Alberto Fraga, do Distrito Federal, com ainda mais processos do que Maluf, também se indignou. Coronel na PM, Fraga é acusado de concussão, peculato, falsidade ideológica e de crimes contra o sistema nacional de armas. Mas não pode aceitar o erro de Cunha. Esse tipo de coisa, na cartilha de Fraga, não se faz – há limites para tudo.

Mas afinal, qual foi esse crime tão imperdoável?

Num papelzinho que correu pelo plenário e que será arquivado nos anais da Câmara, afirma-se que foi o de mentir para seus pares durante uma CPI. Quebra de decoro. Uma formalidade.

Como se sabia que essa versão, por ingênua, não colaria, criou-se a versão em off: Cunha, como Dilma, caiu pelo “conjunto da obra”.

Sabe como é: dinheiro na Suíça, acusações de propina... o pacote todo. Fosse isso, e pelo menos uma centena de deputados teria de deixar suas vagas ainda hoje. O que aconteceu foi outra coisa.

O crime de Cunha é algo tão grave que, segundo alguns, é pecado mortal.
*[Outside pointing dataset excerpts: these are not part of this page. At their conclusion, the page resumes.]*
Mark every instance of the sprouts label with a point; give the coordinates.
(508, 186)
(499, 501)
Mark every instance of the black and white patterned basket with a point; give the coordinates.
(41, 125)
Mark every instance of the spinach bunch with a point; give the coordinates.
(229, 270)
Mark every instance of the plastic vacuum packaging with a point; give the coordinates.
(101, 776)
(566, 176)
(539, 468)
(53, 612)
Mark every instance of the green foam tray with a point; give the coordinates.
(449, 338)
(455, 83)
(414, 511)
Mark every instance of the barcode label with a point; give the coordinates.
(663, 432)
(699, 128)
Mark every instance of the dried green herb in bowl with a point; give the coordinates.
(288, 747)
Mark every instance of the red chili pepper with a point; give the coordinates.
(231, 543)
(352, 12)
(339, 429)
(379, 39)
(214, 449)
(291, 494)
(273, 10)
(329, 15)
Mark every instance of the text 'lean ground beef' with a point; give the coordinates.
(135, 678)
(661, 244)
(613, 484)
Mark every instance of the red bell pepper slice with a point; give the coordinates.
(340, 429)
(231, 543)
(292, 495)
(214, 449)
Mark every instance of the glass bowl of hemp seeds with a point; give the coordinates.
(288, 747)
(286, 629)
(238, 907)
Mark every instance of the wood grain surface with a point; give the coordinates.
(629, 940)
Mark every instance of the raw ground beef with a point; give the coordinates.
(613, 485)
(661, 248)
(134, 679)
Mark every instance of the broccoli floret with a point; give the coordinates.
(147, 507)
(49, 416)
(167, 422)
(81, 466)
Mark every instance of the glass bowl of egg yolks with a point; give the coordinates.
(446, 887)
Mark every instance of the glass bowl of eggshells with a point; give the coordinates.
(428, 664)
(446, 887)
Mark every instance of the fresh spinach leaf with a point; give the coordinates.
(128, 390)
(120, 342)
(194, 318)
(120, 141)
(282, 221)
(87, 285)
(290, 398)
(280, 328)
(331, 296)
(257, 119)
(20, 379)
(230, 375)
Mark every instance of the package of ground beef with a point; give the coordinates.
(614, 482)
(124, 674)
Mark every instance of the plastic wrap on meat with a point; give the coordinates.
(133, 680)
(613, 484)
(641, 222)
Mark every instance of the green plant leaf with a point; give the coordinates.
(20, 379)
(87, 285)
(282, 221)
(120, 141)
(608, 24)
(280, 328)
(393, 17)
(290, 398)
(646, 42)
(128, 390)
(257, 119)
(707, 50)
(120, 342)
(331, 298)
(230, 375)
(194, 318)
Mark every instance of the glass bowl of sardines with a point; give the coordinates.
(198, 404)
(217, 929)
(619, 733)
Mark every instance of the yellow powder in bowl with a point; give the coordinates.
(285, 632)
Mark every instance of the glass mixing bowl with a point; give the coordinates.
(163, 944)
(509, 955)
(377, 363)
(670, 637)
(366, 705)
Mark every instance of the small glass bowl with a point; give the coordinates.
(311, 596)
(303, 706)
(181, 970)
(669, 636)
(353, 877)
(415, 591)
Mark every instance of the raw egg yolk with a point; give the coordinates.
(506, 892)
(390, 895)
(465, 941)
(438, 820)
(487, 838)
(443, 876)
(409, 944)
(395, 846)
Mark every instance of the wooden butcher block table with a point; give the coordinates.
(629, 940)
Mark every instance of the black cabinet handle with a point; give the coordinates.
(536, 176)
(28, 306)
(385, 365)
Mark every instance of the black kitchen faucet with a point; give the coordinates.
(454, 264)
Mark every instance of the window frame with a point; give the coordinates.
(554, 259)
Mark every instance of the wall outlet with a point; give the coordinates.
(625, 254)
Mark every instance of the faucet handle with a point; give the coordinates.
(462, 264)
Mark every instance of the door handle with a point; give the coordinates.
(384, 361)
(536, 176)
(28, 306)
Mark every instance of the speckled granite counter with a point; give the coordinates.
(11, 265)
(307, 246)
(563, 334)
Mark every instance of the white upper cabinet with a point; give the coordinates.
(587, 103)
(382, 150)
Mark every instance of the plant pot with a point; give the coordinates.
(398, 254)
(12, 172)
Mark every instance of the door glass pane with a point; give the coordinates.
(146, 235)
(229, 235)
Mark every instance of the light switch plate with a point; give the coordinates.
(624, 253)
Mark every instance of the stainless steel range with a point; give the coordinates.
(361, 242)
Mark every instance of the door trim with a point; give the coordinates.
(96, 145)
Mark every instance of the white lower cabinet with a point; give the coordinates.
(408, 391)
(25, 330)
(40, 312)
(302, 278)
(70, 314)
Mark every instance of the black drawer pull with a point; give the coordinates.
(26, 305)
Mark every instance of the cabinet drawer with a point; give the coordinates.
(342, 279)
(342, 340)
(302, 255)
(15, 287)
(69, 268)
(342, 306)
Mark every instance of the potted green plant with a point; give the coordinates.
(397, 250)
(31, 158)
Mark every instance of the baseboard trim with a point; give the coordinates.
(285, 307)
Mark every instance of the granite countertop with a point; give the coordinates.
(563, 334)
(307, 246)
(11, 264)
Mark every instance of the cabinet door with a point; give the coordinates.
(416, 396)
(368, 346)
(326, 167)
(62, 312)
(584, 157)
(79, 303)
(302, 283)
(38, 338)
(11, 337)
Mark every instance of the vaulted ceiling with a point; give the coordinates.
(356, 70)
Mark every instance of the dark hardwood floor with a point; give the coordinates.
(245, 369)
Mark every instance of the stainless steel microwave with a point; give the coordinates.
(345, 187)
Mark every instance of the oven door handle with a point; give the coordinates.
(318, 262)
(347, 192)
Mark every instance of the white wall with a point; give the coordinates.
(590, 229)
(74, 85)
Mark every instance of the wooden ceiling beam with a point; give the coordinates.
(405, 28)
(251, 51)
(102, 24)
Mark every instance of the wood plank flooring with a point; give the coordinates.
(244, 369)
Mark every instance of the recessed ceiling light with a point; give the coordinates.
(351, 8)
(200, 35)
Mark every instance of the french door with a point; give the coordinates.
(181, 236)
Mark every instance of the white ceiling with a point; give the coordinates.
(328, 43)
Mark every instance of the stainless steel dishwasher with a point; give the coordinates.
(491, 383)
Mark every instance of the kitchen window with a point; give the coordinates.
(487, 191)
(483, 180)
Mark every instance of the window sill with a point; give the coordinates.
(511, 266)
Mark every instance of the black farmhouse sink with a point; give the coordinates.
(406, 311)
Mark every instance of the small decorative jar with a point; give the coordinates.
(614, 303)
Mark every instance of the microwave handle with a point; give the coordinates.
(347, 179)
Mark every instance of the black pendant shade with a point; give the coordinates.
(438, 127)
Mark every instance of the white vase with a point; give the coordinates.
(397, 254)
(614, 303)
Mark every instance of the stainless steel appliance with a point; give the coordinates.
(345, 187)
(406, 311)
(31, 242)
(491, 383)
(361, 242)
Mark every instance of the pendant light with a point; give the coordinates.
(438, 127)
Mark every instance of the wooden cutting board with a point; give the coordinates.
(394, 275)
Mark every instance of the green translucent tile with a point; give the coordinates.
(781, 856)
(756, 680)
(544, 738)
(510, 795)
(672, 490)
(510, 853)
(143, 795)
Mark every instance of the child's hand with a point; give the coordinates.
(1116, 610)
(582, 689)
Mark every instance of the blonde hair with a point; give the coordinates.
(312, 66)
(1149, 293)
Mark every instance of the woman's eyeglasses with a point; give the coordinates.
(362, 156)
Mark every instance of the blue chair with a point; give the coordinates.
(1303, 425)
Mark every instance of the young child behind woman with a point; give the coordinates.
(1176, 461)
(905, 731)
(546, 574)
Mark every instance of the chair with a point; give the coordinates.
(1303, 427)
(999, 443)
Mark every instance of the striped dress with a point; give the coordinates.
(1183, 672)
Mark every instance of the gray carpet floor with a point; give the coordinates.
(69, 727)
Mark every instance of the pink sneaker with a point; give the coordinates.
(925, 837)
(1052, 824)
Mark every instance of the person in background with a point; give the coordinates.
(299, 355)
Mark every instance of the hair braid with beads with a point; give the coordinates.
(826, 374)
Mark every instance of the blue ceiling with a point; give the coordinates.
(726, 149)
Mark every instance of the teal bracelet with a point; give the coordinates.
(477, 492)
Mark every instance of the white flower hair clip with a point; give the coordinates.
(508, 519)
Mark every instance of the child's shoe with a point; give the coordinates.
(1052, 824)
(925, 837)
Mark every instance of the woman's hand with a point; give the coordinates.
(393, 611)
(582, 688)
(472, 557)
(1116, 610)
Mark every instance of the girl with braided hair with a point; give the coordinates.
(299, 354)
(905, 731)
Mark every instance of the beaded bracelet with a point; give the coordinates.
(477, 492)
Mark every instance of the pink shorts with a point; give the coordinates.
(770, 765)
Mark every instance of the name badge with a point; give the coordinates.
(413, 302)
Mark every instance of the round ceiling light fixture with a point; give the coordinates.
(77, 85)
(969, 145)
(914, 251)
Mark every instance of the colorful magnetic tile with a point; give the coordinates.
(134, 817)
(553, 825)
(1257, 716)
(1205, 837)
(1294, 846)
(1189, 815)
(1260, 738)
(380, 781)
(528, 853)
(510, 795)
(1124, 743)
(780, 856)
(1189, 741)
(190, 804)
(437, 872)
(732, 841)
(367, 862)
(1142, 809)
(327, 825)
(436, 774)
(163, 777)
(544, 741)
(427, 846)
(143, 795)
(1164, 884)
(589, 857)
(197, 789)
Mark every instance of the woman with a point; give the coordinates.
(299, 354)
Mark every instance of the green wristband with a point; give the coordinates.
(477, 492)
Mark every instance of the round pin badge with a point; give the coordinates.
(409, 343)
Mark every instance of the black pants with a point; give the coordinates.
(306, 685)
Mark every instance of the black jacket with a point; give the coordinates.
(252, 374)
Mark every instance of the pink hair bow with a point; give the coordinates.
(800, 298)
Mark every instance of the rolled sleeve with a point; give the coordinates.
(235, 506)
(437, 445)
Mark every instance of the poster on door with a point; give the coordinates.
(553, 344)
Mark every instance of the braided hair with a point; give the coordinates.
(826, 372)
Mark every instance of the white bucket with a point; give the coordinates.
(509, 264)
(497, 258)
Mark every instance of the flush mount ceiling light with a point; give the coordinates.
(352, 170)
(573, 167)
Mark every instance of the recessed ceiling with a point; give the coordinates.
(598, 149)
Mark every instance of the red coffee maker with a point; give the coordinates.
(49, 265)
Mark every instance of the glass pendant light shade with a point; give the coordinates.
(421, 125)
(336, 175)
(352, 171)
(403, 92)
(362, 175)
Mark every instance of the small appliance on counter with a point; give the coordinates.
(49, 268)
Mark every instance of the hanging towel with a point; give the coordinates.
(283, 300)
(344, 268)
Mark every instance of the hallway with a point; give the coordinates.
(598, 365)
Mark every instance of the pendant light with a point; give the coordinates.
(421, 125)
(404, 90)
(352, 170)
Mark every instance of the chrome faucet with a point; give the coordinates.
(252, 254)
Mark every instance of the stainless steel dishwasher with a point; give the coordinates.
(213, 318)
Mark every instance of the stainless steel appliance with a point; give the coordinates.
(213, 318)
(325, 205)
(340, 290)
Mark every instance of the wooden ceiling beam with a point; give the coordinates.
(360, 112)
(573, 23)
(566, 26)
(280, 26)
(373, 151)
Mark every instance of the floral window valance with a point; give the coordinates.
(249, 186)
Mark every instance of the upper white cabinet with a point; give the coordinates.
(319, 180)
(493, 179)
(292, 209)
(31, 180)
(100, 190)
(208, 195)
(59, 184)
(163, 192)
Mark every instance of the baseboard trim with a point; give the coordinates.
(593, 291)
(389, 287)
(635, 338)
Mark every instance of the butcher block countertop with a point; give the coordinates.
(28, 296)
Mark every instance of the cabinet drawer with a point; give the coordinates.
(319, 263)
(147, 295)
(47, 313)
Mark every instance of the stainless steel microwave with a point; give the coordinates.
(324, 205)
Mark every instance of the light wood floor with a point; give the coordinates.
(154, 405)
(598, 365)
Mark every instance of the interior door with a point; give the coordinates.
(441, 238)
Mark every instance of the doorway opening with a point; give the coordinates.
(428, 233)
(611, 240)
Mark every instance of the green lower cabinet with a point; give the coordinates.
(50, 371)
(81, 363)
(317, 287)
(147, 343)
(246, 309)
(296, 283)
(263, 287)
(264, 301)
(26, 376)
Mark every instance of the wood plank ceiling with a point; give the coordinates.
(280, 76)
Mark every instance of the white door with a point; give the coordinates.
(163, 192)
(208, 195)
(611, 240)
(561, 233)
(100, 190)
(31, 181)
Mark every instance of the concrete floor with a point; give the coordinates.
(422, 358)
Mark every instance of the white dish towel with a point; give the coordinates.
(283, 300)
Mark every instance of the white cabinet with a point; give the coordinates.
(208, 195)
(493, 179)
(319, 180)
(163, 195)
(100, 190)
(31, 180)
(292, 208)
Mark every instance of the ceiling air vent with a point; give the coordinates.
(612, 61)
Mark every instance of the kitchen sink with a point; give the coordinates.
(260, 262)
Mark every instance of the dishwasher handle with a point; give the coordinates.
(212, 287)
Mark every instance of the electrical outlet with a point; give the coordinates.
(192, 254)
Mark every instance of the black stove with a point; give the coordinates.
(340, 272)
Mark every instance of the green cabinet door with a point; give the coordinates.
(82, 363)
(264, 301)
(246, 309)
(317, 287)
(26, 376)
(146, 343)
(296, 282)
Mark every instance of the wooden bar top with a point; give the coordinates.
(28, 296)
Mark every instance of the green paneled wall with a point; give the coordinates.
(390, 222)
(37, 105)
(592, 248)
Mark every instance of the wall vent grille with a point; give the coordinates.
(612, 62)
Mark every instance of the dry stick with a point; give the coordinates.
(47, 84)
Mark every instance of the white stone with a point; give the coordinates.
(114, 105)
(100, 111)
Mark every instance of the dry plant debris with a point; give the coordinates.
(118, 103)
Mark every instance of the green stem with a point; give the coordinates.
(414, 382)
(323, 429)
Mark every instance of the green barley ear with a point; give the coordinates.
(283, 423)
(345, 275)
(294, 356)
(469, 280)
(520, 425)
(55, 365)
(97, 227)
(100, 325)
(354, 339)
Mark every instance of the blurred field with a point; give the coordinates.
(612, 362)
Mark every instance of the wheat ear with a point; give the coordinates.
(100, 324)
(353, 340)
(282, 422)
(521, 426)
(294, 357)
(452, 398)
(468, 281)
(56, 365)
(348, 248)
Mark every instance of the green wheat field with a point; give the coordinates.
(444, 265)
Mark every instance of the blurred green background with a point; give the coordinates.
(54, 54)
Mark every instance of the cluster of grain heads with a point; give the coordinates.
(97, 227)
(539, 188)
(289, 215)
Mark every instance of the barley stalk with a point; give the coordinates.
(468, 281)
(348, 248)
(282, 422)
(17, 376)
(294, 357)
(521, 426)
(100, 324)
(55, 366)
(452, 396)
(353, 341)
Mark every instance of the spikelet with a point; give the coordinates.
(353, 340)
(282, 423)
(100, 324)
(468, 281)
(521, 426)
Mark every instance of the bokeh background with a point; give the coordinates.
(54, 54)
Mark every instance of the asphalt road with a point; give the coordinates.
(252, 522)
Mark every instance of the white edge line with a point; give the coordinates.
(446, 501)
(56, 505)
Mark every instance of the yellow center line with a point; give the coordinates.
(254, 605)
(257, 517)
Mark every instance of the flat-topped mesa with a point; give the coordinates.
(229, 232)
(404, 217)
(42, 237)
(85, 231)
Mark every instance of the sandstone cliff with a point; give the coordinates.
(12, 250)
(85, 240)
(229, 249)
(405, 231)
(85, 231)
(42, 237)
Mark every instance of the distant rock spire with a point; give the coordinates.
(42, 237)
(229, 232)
Hitchcock, especializado em retratar o mundo do crime, chamava-o de décimo primeiro mandamento: “Não serás pego”. Outros parlamentares foram pegos, investigados e até denunciados. Mas jamais da forma escandalosamente inaceitável como ocorreu com Cunha.

Em Brasília, todo mundo sabe: é preciso uma certa discrição. Não basta apagar rastros. É preciso não criar inimigos poderosos o suficiente que queiram devassar sua vida e que queiram destruí-lo publicamente. E, principalmente, é preciso não deixar que sua reputação se torne ruim a ponto de poder contaminar a de todos os seus pares.

Todos os demais erros poderiam ser perdoados. Mas colocar os outros deputados na situação de ter que provar que não são corruptos é algo que não se faz. Se Cunha não fosse expulso, seria possível que alguém pensasse que todas aquelas outras denúncias de corrupção contra os outros deputados são verdadeiras.

Mas agora tudo voltou à calma de sempre. Cunha caiu. E os 150 investigados da Câmara podem olhar tranquilos para a população e dizer que a corrupção, enfim, está sendo vencida.